Cuando se atrevió a entrar, no se lo podía creer.
Había sido un sacrificio.
Una inmolación.
Nunca pensó que se atrevería.
Miró primero a los dos lados.
De pie.
Paralizado en la acera de Market St.
Curiosamente, a veces las calles de San Francisco se quedan vacías.
¿Porque Michael Douglas está dentro? O Karl Maldem.
Dio dos pasos.
Se acercó a la taquilla.
Una mujer joven, de ojos vidriosos, la heroina, o «la coca, la coca, le vuelve medio loca».
Le sonrió desde detrás de unos barrotes que habían sido dorados cuando aquello era un cine.
En los 50.
Ahora sólo era Sin City.
Le entregó un billete de diez dólares.
E introdujo la mano entres los barrotes.
Cuando la sacó, brillaba un sello fluorescente en el dorso de la derecha.

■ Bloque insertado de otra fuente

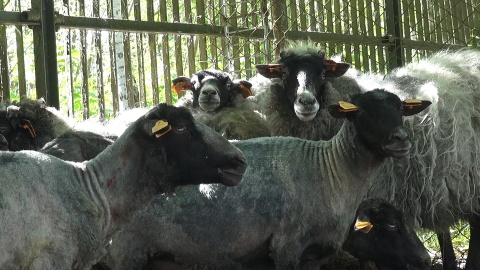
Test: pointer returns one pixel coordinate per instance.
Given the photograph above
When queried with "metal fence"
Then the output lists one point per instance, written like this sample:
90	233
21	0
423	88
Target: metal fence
86	57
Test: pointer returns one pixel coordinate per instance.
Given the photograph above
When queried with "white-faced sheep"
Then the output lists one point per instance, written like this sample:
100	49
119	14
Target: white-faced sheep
294	205
222	103
303	83
35	126
380	234
61	215
439	182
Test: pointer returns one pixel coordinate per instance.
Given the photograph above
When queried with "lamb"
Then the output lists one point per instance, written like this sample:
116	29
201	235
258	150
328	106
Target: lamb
303	83
439	183
381	234
61	215
222	103
293	207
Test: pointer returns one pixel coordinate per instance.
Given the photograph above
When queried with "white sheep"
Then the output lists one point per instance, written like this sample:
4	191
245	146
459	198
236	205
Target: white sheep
293	207
221	102
438	183
61	215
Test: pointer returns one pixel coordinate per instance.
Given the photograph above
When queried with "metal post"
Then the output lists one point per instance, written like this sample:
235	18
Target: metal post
394	34
50	48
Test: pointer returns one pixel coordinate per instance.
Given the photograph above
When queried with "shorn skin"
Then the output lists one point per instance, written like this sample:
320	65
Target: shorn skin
61	215
292	209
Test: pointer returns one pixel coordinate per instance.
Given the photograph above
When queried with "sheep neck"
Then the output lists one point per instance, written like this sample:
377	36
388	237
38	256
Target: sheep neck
118	179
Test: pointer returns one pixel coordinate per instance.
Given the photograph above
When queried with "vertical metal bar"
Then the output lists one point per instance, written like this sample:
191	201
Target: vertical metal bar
50	47
395	55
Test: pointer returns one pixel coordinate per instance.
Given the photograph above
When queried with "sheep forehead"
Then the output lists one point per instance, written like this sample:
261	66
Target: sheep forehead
302	81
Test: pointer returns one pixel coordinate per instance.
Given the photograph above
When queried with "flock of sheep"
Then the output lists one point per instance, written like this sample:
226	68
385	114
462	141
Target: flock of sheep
282	171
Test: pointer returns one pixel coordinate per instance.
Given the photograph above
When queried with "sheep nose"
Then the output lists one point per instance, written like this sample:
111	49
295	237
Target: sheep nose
399	134
209	92
307	99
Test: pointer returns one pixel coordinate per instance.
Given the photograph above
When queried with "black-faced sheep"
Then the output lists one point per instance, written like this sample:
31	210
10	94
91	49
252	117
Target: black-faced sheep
61	215
303	83
438	183
222	103
380	234
294	205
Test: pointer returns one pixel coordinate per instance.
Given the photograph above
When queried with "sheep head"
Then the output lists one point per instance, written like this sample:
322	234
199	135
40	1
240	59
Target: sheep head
390	242
212	89
377	118
303	74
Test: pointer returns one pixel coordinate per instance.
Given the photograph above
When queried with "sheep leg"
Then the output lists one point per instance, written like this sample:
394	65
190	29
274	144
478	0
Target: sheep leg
473	258
446	247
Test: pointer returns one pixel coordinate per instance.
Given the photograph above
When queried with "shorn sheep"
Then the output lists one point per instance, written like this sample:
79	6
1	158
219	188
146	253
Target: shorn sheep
380	234
222	103
303	83
438	184
61	215
294	205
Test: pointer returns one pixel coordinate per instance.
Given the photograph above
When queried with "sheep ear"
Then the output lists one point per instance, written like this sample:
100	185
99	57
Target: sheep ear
270	71
363	225
244	87
334	69
342	109
182	83
157	127
414	106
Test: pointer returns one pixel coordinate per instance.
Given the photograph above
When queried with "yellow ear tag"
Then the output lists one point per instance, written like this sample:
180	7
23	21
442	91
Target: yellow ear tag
363	226
160	128
180	86
30	129
347	107
410	103
246	92
330	64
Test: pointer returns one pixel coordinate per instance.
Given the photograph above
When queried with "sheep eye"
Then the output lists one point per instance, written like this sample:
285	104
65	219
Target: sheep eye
392	225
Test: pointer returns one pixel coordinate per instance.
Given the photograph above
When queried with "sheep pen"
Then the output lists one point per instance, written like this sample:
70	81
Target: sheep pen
438	184
281	212
61	215
222	103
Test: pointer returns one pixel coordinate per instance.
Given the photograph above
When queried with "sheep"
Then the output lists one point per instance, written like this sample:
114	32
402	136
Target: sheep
61	215
222	103
31	125
303	83
34	124
381	234
295	202
439	183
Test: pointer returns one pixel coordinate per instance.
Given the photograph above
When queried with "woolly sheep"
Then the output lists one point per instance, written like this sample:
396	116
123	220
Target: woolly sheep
61	215
303	83
222	103
298	197
438	183
381	234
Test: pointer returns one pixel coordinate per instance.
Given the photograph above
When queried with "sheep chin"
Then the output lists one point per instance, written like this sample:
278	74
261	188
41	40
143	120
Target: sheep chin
305	116
209	106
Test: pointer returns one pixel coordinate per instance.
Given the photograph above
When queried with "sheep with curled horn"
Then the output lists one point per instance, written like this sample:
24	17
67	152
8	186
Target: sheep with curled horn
62	215
438	184
293	207
222	103
303	83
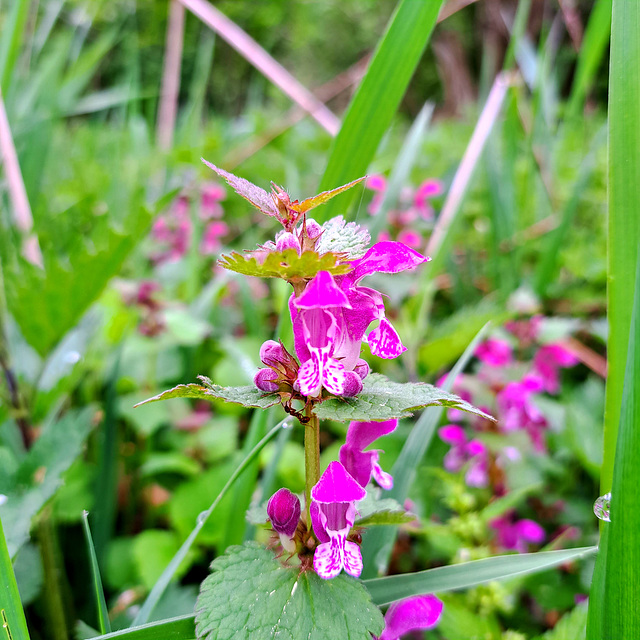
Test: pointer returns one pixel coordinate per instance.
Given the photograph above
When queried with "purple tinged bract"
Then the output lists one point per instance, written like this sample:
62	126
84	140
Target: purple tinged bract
333	513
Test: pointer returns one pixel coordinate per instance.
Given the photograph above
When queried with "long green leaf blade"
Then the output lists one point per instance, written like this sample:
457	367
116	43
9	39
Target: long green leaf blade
101	603
376	101
378	543
11	611
468	574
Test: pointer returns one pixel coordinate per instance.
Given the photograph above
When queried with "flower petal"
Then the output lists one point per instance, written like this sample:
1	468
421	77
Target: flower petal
328	559
352	559
384	341
322	293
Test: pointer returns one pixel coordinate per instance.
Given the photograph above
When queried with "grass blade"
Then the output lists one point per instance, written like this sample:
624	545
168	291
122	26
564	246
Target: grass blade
167	574
11	611
377	98
468	574
179	628
101	603
378	543
616	614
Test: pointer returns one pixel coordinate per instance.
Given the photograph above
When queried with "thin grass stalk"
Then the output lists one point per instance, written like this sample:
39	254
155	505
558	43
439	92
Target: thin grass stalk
442	230
249	49
17	191
170	90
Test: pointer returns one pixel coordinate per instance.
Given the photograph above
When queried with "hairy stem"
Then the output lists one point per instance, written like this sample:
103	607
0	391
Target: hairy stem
311	458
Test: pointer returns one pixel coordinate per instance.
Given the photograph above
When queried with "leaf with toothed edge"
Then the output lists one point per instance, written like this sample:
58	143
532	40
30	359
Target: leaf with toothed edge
250	595
382	399
285	264
248	396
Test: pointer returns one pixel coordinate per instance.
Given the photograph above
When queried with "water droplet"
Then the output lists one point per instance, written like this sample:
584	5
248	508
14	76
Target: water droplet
602	507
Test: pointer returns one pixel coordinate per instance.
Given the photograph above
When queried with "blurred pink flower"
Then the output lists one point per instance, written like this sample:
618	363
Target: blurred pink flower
516	535
211	237
462	452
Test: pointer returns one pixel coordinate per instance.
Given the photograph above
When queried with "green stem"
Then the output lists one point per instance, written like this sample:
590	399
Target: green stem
311	458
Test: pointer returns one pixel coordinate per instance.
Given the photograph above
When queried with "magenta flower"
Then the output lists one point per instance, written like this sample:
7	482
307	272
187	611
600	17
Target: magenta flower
211	237
330	319
518	410
360	464
333	512
412	614
284	511
547	363
516	535
462	452
495	352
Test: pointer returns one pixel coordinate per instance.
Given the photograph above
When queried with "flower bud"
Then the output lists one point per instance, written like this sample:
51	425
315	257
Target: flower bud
265	380
284	510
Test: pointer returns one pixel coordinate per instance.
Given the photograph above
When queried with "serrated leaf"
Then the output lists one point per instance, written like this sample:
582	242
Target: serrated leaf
383	399
251	596
285	264
248	396
321	198
253	194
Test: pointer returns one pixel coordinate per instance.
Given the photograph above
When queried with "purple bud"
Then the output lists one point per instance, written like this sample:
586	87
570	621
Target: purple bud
271	353
283	510
264	380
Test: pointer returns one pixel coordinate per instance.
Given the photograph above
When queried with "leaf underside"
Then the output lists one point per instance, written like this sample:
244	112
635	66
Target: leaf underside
251	596
285	264
382	399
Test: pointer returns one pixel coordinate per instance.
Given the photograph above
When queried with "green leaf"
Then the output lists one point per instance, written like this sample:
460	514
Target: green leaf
285	264
11	611
168	573
381	512
39	474
178	628
468	574
383	399
283	602
378	96
101	603
248	396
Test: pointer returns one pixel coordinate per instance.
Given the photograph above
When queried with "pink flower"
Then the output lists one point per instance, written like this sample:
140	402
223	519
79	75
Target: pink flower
333	511
331	316
412	614
360	464
462	452
547	363
211	237
495	352
516	535
210	197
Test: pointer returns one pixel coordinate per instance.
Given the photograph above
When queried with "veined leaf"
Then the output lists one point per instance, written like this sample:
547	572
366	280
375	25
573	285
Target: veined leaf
383	399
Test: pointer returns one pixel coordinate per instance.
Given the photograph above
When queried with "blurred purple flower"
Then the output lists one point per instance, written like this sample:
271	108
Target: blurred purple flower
547	363
412	614
333	511
516	535
462	452
361	464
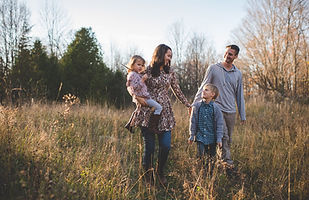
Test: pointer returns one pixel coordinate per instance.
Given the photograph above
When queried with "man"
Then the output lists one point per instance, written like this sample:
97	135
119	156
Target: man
228	79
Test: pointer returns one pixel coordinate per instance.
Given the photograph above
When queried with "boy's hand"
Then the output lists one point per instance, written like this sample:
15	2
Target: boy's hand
190	110
144	78
190	141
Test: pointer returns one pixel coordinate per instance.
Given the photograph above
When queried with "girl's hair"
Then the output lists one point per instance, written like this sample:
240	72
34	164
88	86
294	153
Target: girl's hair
133	60
158	60
213	88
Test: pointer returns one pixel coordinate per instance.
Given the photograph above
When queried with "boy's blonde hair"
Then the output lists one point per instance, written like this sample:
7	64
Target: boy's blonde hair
133	60
213	88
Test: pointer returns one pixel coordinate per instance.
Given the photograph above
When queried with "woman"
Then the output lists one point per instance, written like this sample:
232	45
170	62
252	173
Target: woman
160	78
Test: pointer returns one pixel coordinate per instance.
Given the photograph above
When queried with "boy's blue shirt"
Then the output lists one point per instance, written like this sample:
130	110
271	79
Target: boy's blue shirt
217	120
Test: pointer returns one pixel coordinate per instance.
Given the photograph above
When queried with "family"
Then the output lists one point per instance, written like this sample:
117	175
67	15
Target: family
212	113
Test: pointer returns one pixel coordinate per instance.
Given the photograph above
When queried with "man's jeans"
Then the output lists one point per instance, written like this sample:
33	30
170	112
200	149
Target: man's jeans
229	123
149	148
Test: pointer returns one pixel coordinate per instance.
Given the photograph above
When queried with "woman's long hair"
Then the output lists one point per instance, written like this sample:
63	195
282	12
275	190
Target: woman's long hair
158	60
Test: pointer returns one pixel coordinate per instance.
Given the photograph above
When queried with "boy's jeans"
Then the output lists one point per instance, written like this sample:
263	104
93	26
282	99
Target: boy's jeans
229	123
149	148
156	105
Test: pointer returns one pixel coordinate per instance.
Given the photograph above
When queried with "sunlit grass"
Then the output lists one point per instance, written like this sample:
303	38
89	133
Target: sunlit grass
83	152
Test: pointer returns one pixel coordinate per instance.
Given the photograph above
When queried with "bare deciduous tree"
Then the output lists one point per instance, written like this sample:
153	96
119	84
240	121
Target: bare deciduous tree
55	23
274	36
14	30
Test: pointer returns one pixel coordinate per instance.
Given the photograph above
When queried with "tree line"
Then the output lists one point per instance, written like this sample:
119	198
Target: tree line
28	71
274	57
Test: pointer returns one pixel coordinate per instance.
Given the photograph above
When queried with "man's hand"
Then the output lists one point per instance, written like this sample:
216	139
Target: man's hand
141	100
189	110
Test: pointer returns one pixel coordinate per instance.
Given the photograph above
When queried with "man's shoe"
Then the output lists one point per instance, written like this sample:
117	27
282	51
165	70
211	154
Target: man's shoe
162	179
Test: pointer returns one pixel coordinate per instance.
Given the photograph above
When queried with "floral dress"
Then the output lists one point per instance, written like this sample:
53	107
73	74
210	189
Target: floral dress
158	88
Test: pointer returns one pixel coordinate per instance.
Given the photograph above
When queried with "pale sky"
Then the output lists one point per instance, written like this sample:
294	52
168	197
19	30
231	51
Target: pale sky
143	24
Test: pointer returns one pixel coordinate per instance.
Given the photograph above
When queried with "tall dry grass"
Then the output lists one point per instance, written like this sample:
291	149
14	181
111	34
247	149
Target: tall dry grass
83	152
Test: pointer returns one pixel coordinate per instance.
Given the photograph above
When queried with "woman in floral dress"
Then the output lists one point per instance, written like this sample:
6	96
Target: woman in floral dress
161	78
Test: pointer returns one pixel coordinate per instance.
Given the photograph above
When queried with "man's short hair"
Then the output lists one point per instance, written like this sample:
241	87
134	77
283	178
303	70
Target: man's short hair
235	47
213	88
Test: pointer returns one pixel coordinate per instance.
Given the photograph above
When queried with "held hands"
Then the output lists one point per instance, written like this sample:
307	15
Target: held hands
141	100
190	141
144	78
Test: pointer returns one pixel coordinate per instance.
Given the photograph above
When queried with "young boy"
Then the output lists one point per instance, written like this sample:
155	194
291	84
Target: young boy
206	124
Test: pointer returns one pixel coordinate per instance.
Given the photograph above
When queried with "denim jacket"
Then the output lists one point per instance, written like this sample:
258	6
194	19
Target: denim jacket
218	121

Por si quería salir. Y volver a entrar. Y volver a salir. Y volver a entrar. Y volver a salir. Y volver entrar.
No era Hotel California.
Podía marcharse cuando quisiera.
El pecado.
Sin.
La carne.
City.
El pecado.
Relájate
La lujuria.
No lo hagas.
El pecado.
¿Por qué era un pecado? se preguntaba mientras avanzaba entre la gente.
Nadie parecía sufrir.
Todos estaban contentos.
Mientras, encima del escenario, eran golpeados por los rayos láser.
Todo se convirtió en un cuarto oscuro cuando se aventuró detrás de la gran y antigua pantalla blanca.
Ni luz.
Ni ganas de ver. O ser visto.
«Relájate», se dijo.
La luz ultravioleta quizá no pueda con los vampiros.
Que muerden.
Succionan.
Devoran.
Brillan sus dientes al abrirse las bocas.
Destellos de ojos inyectados de sangre.